Environmental Law and Policy - Environmental law forms a fundamental part of how our society interacts with its natural surroundings. This course comprises a practical, in-depth examination of environmental law, with a focus on European and international perspectives. It will trace the development of EU and international environmental law to date and will analyze the legal principles applied to environmental protection.

Immigration and Asylum Law - States have a right under international law to limit access by non-citizens to a state. However, this right is necessarily limited and prescribed. Immigration and asylum law raise questions regarding the ability of states to regulate or control in-ward migration for certain categories of non-citizen. Immigration & Asylum: Law, Politics & Rights is designed for both law and non-law students. With profound changes expected to the Irish immigration and asylum systems over the coming years, this course will be useful to a wide variety of individuals. A sound knowledge and understanding of the legal rules and principles that have evolved to govern immigration and asylum law is useful and necessary for all persons operating in government, national and international governmental organisations, politics, business, as practising lawyers, policy makers, or as rights advocates within the international and national non-governmental sector (NGOs).
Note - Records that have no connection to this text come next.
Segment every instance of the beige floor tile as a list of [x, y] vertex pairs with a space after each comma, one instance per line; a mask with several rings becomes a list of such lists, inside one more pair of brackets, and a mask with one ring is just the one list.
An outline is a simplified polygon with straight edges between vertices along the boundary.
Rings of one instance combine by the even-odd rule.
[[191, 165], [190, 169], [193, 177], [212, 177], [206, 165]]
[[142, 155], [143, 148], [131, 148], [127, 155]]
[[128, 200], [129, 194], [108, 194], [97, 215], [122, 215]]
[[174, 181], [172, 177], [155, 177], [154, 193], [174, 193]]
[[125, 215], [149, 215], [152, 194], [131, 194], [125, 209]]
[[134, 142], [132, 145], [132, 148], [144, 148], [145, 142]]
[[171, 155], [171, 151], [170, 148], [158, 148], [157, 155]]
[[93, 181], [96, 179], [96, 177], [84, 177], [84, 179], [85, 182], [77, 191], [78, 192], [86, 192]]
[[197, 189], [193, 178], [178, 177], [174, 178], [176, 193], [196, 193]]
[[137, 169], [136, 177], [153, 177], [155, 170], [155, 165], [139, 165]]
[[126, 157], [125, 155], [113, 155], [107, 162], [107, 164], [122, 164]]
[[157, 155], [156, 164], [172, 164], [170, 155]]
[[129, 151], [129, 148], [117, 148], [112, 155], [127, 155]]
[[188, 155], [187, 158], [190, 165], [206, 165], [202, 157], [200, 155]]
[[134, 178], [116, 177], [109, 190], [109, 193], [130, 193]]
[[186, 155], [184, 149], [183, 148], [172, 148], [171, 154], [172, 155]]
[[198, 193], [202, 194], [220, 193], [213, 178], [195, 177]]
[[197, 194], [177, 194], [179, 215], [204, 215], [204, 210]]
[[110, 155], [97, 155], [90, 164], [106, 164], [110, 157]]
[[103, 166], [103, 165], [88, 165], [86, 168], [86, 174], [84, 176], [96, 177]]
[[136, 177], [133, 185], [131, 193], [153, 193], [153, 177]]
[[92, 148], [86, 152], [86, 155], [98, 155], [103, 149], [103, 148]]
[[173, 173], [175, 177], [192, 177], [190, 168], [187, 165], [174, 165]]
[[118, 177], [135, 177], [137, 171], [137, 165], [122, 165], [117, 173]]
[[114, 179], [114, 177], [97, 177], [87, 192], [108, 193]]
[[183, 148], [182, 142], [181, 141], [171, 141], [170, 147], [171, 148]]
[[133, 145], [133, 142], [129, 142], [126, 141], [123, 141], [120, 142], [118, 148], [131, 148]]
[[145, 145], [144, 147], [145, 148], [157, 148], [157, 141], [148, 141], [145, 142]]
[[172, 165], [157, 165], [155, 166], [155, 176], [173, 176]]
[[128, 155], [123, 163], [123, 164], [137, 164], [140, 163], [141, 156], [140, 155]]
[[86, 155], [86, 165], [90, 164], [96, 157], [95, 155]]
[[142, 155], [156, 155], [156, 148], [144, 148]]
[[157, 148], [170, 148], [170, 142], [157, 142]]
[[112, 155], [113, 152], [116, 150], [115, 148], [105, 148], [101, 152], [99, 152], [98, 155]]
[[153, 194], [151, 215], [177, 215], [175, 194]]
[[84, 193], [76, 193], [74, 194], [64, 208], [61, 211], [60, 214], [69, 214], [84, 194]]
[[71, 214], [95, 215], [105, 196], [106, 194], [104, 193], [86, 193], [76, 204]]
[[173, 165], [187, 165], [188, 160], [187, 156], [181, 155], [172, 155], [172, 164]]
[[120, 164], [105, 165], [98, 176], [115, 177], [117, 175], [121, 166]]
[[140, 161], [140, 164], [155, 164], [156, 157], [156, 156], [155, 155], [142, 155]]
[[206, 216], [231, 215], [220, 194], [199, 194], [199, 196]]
Regulation of Food Safety addresses how the differing interests and actors involved in the production and consumption of food interact to regulate the safety and quality of food and examines the current and future challenges in the regulation of food safety and quality.

CIEL
The Comparative International and European Law (CIEL) programme is an exchange programme for registered full-time LLM students. The programme includes joint thesis supervision with academic colleagues at both the home and host institution. Upon successful completion students are awarded the CIEL certificate in addition to their LLM award.

Maastricht University (Courses through English: English as first language or an overall score of score 6.5 in IELTS)

Universität Mannheim (Courses through German: German as first language, Leaving Certificate B2 or equivalent)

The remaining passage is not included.